Hmm. Wow. Can relate to a lot of that.

Crushed

I don't know how I'm supposed to divorce with him in the house. PDH draws me into conversation with him and tries to Convince me he can fix things or that my perspective is wrong.

I'll admit I'm sucked in. I start to think he's good overall and maybe it's not that bad. Sometimes I think maybe he doesn't really know what he's doing and other times i think he absolutely does.

He has changed and made a few improvements in the last six months. He gets mad about boundaries but if I explain my need in a way he can understand, he eventually gets it, days or months later.

One thing that really concerns me is the manipulation. He always says, "tell me what I'm doing wrong so I can fix it." Of course, when I do, he denies, dismisses, or justifies it. Like when I tried to tell him he needed to figure out additional income a couple years ago, he got upset, and exclaimed fine I'll just quit! Now, he claims that wasn't manipulative, I just didn't ask correctly and triggered him. Even though it was a continued response and he played the victim the next month, denies manipulation. He says his therapist agrees he's not manipulative, it's just a communication problem. That he needs to learn to say things in a way that works for me.

I do wonder how he can get and keep a job without having good insight and accountability.  Also maddening is hearing him talk about other people and how they lack accountability.

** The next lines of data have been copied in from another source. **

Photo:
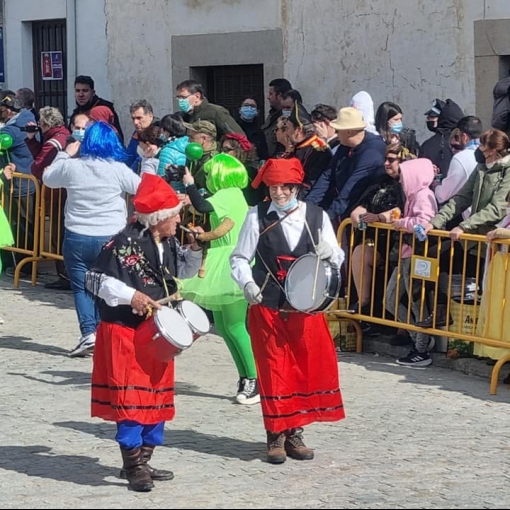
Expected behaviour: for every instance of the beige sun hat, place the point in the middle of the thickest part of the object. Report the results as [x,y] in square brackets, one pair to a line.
[348,118]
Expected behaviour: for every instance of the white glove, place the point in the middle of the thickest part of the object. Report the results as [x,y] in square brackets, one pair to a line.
[252,293]
[324,250]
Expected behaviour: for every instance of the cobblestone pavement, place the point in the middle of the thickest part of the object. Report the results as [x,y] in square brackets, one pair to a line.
[429,438]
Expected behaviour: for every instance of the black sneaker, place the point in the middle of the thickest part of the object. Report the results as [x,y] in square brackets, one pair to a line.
[250,393]
[415,359]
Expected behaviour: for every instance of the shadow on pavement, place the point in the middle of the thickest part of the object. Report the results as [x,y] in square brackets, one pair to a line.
[23,343]
[68,377]
[209,444]
[215,445]
[440,377]
[39,461]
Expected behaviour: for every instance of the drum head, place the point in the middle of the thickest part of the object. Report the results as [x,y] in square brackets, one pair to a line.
[299,283]
[173,327]
[195,316]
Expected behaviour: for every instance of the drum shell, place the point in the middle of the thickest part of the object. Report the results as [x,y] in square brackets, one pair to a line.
[160,344]
[194,316]
[325,296]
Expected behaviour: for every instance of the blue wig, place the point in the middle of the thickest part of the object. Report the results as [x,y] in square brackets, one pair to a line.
[102,142]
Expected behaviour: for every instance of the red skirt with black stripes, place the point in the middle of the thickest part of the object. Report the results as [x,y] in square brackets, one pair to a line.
[127,382]
[297,368]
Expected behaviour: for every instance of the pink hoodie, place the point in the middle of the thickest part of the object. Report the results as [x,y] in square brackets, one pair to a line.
[416,176]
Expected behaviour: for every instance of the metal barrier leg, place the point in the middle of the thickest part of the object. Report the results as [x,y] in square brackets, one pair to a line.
[495,373]
[20,264]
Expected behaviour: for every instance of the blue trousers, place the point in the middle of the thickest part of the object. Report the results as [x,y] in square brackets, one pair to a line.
[131,434]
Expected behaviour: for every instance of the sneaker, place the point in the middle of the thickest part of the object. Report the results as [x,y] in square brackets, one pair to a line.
[240,388]
[415,359]
[84,347]
[250,393]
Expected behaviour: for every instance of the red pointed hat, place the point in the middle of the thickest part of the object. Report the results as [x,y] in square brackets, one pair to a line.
[280,171]
[155,194]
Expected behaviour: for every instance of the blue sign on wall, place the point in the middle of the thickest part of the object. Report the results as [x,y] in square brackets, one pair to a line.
[2,69]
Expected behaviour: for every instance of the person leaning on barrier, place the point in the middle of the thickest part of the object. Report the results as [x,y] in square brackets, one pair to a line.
[294,352]
[133,271]
[91,217]
[376,205]
[485,191]
[420,206]
[54,136]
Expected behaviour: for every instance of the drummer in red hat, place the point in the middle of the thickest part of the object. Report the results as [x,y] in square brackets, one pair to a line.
[294,352]
[133,271]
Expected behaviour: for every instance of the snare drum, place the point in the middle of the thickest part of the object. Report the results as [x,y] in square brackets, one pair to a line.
[194,316]
[165,334]
[312,284]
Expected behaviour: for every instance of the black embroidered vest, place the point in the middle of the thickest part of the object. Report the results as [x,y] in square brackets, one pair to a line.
[274,250]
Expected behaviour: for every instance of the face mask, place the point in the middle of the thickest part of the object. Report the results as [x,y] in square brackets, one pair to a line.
[184,105]
[248,112]
[78,134]
[292,203]
[396,127]
[431,126]
[479,156]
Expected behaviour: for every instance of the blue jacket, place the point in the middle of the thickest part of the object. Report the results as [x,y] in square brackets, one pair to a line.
[339,188]
[19,153]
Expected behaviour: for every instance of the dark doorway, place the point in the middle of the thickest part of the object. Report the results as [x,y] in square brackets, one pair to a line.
[50,73]
[229,85]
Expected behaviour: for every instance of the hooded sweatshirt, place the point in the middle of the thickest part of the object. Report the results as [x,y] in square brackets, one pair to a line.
[362,101]
[421,206]
[437,147]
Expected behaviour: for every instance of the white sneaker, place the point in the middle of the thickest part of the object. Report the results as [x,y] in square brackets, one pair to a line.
[84,347]
[250,393]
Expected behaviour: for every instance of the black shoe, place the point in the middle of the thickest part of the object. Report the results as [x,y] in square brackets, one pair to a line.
[60,284]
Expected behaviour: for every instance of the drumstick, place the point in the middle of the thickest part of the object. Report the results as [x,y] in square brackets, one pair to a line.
[316,267]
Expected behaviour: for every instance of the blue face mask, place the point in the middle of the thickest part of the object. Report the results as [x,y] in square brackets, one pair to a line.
[248,112]
[78,134]
[184,105]
[287,207]
[396,127]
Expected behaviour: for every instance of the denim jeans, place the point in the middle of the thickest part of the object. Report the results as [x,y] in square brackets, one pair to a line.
[131,434]
[79,253]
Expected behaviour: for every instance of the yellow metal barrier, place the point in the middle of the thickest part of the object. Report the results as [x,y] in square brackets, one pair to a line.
[470,250]
[21,207]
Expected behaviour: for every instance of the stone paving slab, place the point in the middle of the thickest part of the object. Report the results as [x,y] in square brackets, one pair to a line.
[422,438]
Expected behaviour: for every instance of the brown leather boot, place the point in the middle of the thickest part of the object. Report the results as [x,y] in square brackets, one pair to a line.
[137,471]
[295,447]
[275,447]
[156,474]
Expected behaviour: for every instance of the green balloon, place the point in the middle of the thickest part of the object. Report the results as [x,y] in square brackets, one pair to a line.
[194,151]
[5,141]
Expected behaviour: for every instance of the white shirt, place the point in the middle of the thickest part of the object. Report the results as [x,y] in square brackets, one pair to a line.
[116,293]
[292,227]
[461,166]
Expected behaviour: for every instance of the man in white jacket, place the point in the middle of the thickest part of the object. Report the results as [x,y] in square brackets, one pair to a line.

Do PDs really see that in others but not in themselves?

notrightinthehead

Honestly, I believe my NPDh lacks insight and self awareness big time. He believes his own BS and lives in his own world, where he is the good, giving, innocent person, exploited, abused, and disrespected by everybody else.
That's why when I tried to tell him what his behaviour did to me and the kids, he just couldn't understand. And felt abused. Which made him resentful and then he was forced to scream and insult us.
That's why when you explain your boundaries to him and expect him to respect them doesn't work. Neither will he stop manipulating you, just because you told him he is.
The only way out for me was to look at myself, stop enabling him, change my own behaviour. That's when things started to change.
I can't hate my way into loving myself.